Ia pulang ke Aceh dari Denmark setelah pencapaian perdamaian Aceh. Ia pulang pada tahun 2013, bercita-cita mengembangkan usaha dan mengembangkan potensi dirinya di Aceh, serta berpartisipasi aktif membangun Aceh pasca pendantanganan MoU Helsinki.
Tapi harapan tidak selalu sesuai kenyataan. Bahkan bertolak belakang. Tarmizi Age, yang berasal dari Desa Alue Sijuek, Kecamatan Peudada, Kabupaten Bireuen, merasa gagal berusaha di Aceh, dan membuatnya harus hijrah ke Banten sampai sekarang.

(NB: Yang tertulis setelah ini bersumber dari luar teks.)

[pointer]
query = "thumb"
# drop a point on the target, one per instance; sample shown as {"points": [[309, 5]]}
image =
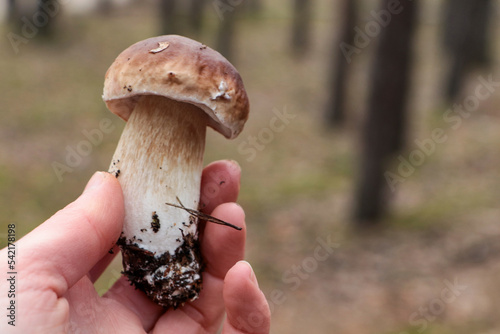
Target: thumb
{"points": [[246, 306]]}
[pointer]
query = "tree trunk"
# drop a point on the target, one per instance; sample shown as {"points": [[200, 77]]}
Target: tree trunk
{"points": [[12, 15], [301, 27], [335, 108], [44, 17], [226, 34], [168, 18], [386, 114], [196, 15], [466, 32]]}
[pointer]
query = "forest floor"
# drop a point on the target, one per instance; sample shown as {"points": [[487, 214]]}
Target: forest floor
{"points": [[434, 265]]}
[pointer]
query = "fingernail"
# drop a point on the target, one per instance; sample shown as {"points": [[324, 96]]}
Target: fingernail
{"points": [[251, 275], [95, 181]]}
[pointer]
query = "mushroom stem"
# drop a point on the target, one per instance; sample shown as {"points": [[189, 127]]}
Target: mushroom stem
{"points": [[160, 158]]}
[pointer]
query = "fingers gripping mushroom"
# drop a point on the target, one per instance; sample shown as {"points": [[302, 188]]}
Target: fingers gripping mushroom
{"points": [[168, 89]]}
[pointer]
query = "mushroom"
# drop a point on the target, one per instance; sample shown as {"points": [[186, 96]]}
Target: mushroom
{"points": [[168, 89]]}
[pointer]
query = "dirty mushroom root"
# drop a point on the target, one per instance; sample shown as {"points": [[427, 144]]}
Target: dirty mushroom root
{"points": [[168, 89]]}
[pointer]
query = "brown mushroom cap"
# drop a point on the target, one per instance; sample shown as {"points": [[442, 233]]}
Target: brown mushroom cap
{"points": [[181, 69]]}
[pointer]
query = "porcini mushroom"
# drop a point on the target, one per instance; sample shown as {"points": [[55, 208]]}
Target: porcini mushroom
{"points": [[168, 89]]}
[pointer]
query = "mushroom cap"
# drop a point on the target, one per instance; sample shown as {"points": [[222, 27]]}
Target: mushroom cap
{"points": [[181, 69]]}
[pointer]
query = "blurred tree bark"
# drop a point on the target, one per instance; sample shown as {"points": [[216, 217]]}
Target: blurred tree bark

"Harapan saya dulu proses perdamaian berjalan langgeng, dan bisa mengembangkan berbagai usaha dan kegiatan ekonomi yang berpihak kepada rakyat. Tapi ternyata dalam pelaksanaannya tidak semudah itu," kata Tarmizi.
Waktu di Aceh, Tarmizi Age pernah menjadi kader salah satu partai politik nasional. Ia berencana mengembangkan diri dalam bidang politik.
Tapi, setelah Pemilu, ayah tiga anak ini, mulai kerepotan ekonomi, karena anaknya yang sulung Cut Tania Safira, mendapat kesempatan kuliah di Universitas Bakri, di Jakarta.
September Tania mulai di panggil masuk kuliah, Tarmizi Age dituntut dengan sejumlah kebutuhan anaknya yang mau masuk kuliah. Tarmizi lalu mencari pekerjaan.
Ia berangkat ke Banda Aceh dari Bireuen. Tujuannya mencari kerja guna menutupi kebutuhan kuliah anaknya. "Terkadang saya harus tidur di mobil yang saya parkir di halaman salah satu kantor partai politik berwarna biru, tempat saya bernaung. Terkadang mendapat kesempatan tidur di dalam kantor dengan fasilitas seadanya, beralas spanduk bekas, tanpa bantal. Itu sangat dimaklumi, perjuangan memang mengharuskan kita susah, tidak ada yang senang," tukas lelaki brewokan ini.